The GRI 101: Biodiversity 2024 standard also includes guidelines to report location-specific impacts and reporting on drivers of biodiversity loss, such as climate change, land use, overexploitation and pollution. GSSB Chair Carol Adams said the biodiversity loss is “a multiplying factor in the climate crisis,” and is endangering progress on the United Nations’ Sustainable Development Goals. She said the standards will set a “new bar” for transparency on biodiversity impacts.
“Understanding the impacts that organizations have is therefore a crucial aspect of implementing global solutions to halt and even reverse the damage and address existential threats,” Adams said in the release.
GRI said its standards build off a foundation laid by the Kunming-Montreal Global Biodiversity Framework — established at COP15 — Science Based Targets Network’s work on biodiversity and the Task Force on Nature-Related Financial Disclosures.
TNFD published its final recommendations in September and announced this month that 320 global companies and financial institutions will start reporting nature-related disclosures this year. Those companies hail from 46 countries and include $4 trillion in market cap and 100 financial institutions with more than $14 trillion in assets under management, according to the organization.

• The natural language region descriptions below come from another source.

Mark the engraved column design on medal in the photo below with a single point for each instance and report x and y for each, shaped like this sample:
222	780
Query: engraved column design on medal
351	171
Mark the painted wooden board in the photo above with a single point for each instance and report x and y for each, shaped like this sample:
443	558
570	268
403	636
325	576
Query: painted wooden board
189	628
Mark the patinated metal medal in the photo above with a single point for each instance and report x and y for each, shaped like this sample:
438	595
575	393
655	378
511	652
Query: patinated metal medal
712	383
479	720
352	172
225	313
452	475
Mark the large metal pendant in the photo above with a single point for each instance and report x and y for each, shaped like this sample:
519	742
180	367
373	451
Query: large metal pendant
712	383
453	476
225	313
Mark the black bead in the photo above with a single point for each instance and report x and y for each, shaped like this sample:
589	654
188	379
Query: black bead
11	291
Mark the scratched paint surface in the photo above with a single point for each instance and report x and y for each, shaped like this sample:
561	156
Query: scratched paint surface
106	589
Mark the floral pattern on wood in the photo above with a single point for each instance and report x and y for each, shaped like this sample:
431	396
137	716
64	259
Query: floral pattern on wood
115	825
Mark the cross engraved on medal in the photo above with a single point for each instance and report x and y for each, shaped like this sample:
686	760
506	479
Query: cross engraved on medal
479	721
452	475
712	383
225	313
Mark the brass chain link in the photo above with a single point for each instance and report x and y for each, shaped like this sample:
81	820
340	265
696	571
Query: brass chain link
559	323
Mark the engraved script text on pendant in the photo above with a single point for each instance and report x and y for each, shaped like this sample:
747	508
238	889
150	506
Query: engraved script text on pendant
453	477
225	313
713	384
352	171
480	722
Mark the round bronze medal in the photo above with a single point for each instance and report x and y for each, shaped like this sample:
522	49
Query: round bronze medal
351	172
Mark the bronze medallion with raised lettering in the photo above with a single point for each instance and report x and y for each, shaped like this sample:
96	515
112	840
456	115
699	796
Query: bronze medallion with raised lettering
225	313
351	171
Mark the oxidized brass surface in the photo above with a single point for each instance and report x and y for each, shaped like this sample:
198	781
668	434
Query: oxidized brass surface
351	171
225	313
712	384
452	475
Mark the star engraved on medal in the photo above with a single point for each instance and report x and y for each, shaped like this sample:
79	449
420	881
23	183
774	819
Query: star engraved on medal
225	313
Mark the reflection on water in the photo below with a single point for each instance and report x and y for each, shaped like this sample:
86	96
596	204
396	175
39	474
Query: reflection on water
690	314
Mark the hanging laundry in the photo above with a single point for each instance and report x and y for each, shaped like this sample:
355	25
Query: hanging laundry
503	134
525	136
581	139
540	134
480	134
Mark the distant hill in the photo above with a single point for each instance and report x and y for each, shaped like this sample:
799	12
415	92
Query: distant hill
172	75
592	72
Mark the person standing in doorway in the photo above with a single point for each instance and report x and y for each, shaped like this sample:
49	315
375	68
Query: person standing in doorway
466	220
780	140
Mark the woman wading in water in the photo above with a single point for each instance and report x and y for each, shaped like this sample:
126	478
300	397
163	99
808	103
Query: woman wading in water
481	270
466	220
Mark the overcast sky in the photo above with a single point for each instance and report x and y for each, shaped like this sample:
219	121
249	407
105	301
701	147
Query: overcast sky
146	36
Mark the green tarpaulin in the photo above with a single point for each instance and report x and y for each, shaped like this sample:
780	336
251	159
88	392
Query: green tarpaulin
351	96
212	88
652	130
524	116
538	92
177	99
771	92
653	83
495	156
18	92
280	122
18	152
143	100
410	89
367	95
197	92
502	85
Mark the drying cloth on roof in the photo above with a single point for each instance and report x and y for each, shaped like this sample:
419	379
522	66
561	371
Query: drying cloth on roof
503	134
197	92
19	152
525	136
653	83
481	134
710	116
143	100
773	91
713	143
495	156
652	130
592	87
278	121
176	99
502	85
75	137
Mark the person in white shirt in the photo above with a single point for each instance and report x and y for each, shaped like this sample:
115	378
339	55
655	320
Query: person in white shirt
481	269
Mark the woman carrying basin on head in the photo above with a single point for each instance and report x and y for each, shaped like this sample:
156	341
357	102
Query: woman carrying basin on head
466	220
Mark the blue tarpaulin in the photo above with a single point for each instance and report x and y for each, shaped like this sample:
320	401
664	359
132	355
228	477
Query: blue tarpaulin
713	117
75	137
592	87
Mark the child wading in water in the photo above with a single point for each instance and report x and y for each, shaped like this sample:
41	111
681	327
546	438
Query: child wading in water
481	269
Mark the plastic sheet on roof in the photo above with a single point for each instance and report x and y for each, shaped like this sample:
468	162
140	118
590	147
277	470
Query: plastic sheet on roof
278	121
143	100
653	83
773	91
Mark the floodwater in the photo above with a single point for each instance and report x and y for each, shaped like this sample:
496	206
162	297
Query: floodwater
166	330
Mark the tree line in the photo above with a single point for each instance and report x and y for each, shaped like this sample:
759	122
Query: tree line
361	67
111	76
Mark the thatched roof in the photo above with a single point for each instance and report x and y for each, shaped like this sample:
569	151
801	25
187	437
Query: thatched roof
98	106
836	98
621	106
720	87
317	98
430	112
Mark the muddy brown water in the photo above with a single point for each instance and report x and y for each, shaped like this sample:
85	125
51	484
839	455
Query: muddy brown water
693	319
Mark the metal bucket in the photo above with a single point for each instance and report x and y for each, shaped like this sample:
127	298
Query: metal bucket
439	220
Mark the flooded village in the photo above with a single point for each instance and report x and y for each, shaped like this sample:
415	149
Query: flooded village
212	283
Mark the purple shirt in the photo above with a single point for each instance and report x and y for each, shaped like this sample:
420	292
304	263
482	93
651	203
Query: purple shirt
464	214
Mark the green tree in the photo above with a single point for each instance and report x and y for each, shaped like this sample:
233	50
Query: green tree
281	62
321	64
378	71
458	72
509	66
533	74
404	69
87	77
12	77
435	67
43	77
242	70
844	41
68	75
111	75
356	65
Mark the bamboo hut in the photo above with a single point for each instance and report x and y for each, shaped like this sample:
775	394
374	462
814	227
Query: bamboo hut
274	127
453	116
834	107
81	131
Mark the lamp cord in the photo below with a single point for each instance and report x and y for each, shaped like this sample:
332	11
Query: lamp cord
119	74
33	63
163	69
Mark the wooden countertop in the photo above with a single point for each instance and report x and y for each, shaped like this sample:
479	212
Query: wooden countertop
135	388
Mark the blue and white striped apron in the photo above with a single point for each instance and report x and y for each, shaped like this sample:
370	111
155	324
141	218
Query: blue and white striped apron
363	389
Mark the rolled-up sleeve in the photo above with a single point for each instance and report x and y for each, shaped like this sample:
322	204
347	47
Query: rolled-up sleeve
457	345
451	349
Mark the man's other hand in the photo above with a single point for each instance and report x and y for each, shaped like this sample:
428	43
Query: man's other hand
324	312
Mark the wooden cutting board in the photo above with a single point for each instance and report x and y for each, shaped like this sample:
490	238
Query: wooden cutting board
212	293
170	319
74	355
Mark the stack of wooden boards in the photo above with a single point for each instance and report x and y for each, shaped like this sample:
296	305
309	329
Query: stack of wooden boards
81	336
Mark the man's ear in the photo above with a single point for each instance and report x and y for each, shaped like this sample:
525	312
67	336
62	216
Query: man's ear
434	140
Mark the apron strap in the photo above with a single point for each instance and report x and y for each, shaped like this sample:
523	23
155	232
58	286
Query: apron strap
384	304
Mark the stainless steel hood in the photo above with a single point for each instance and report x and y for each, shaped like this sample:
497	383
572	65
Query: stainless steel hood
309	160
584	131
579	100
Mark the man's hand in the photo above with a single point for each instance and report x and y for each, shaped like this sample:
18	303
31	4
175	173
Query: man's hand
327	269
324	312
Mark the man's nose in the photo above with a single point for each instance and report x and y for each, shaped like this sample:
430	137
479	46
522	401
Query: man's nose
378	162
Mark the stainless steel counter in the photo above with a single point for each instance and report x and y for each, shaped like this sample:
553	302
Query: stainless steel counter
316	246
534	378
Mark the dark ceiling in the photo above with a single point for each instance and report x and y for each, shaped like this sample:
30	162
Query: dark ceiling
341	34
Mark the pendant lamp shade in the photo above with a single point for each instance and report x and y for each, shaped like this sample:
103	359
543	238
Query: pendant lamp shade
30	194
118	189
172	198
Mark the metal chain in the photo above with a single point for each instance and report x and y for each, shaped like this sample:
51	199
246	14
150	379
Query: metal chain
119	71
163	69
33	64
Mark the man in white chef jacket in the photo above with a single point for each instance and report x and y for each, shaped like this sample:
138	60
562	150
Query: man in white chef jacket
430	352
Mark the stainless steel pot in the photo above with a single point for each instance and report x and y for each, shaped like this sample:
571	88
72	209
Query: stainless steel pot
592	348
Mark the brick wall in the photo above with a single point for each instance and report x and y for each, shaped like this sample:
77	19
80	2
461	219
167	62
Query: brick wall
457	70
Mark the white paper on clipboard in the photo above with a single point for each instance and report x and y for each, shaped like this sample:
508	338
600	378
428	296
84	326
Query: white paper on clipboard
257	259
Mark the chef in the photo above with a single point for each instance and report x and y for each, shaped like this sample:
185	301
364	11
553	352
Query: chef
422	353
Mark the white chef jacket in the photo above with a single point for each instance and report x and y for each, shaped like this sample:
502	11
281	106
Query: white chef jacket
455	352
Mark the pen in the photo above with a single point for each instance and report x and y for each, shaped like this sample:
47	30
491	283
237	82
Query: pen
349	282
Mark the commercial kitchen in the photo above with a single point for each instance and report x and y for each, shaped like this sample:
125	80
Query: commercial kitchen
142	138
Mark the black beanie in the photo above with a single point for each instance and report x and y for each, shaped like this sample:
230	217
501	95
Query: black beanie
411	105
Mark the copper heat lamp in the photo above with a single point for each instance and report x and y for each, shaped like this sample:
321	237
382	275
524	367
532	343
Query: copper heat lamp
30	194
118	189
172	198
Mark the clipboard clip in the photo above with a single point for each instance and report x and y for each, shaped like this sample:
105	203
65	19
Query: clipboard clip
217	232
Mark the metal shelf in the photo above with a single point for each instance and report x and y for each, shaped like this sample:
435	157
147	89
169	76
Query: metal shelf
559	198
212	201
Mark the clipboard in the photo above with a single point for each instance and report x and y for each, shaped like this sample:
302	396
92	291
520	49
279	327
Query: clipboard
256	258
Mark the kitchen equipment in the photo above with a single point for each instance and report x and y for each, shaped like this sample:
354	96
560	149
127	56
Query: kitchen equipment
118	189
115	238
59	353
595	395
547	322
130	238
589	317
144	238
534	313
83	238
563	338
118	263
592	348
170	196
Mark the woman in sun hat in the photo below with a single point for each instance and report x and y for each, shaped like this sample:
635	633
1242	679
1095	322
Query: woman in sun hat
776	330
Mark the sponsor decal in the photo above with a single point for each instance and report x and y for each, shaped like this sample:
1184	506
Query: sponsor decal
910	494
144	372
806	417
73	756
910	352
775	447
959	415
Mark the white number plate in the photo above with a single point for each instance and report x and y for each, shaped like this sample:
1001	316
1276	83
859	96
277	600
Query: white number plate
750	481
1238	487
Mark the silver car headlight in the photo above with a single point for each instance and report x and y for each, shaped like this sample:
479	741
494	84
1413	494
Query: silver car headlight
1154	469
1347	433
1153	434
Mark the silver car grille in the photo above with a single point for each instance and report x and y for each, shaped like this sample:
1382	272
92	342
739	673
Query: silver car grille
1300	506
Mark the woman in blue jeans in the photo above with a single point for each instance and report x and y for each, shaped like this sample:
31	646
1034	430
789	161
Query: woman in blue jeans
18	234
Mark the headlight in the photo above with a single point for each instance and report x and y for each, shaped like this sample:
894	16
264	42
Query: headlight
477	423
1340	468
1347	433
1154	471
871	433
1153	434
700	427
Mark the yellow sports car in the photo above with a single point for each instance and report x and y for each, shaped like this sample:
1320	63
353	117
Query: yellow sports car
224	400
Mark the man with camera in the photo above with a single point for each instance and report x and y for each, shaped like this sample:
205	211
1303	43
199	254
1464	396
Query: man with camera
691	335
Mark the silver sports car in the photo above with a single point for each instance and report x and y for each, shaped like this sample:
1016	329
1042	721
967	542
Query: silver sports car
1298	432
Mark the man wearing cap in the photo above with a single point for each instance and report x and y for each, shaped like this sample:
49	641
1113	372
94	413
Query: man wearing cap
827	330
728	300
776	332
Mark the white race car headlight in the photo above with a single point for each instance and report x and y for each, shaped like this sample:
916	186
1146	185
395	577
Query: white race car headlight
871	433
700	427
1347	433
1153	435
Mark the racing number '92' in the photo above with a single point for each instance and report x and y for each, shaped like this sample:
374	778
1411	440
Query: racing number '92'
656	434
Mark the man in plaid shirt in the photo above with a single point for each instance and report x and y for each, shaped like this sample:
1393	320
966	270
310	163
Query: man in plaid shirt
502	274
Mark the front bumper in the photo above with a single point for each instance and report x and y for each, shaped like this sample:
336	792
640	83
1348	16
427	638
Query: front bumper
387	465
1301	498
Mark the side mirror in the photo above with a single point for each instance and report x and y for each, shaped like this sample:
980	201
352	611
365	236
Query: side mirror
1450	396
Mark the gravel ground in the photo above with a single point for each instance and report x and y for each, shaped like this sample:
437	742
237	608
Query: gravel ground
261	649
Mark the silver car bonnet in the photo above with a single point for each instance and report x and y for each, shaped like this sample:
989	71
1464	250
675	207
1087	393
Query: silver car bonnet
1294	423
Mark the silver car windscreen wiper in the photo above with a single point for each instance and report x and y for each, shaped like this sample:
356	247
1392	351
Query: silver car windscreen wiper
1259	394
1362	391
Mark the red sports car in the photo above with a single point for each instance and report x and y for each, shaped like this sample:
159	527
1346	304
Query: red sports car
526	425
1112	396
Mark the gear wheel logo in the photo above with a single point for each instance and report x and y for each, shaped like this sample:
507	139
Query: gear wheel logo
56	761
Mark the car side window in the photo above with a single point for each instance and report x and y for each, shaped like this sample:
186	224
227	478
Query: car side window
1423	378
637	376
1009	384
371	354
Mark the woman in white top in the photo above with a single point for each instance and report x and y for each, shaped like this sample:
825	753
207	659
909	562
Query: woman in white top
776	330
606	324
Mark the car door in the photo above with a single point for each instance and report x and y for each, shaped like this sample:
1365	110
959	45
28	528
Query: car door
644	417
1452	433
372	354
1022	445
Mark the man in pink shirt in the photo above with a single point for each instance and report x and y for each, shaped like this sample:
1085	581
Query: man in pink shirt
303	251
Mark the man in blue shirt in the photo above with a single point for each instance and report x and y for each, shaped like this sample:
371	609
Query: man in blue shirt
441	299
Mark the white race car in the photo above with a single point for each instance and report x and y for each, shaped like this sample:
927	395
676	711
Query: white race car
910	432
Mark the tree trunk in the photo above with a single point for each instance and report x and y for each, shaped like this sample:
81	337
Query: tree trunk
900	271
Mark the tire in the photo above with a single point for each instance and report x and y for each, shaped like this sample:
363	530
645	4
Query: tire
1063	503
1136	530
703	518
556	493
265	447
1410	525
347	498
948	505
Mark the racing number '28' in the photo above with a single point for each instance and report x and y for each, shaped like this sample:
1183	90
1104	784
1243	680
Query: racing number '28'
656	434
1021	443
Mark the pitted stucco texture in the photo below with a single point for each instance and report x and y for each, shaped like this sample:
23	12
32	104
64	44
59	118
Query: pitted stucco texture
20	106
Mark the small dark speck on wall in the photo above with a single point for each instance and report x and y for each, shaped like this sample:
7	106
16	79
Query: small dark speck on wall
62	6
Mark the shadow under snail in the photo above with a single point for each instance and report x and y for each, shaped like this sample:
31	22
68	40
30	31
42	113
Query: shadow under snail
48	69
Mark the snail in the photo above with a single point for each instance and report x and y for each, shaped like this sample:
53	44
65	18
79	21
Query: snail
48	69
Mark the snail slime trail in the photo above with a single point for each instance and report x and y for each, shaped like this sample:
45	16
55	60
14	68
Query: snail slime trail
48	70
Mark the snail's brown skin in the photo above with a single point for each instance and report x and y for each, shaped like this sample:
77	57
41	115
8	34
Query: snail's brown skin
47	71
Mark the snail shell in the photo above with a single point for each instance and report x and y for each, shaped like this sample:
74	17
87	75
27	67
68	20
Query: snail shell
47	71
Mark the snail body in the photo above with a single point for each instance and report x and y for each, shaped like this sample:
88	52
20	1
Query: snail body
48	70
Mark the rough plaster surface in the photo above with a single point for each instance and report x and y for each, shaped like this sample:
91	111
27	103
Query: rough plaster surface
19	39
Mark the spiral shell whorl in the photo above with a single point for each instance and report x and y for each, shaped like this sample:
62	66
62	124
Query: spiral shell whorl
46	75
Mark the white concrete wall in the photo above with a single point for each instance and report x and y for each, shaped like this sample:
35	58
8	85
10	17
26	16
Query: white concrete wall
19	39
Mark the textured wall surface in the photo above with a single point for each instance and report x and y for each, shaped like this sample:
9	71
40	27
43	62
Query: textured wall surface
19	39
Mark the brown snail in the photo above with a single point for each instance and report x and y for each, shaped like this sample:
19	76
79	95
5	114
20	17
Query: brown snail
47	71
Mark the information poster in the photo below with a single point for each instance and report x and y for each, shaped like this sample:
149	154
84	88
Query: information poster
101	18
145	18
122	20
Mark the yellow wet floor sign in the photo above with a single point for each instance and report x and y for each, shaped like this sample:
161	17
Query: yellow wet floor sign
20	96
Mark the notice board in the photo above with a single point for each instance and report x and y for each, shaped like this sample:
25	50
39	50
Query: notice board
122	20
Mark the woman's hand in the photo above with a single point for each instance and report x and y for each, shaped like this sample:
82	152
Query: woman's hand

Packaging companies Crown Holdings, International Paper, Smurfit Kappa and Stora Enso are among the inaugural cohort of companies that have committed to begin making nature-related disclosures, the task force announced during the World Economic Forum meeting in Davos, Switzerland earlier this month.
TNFD Executive Director Tony Goldner said in the release his organization collaborated closely with GRI on the standard and GRI’s guidelines are “to a high extent consistent” with the TNFD’s recommendations.
GRI will have two webinars on the standards on Jan. 31 and Feb. 1.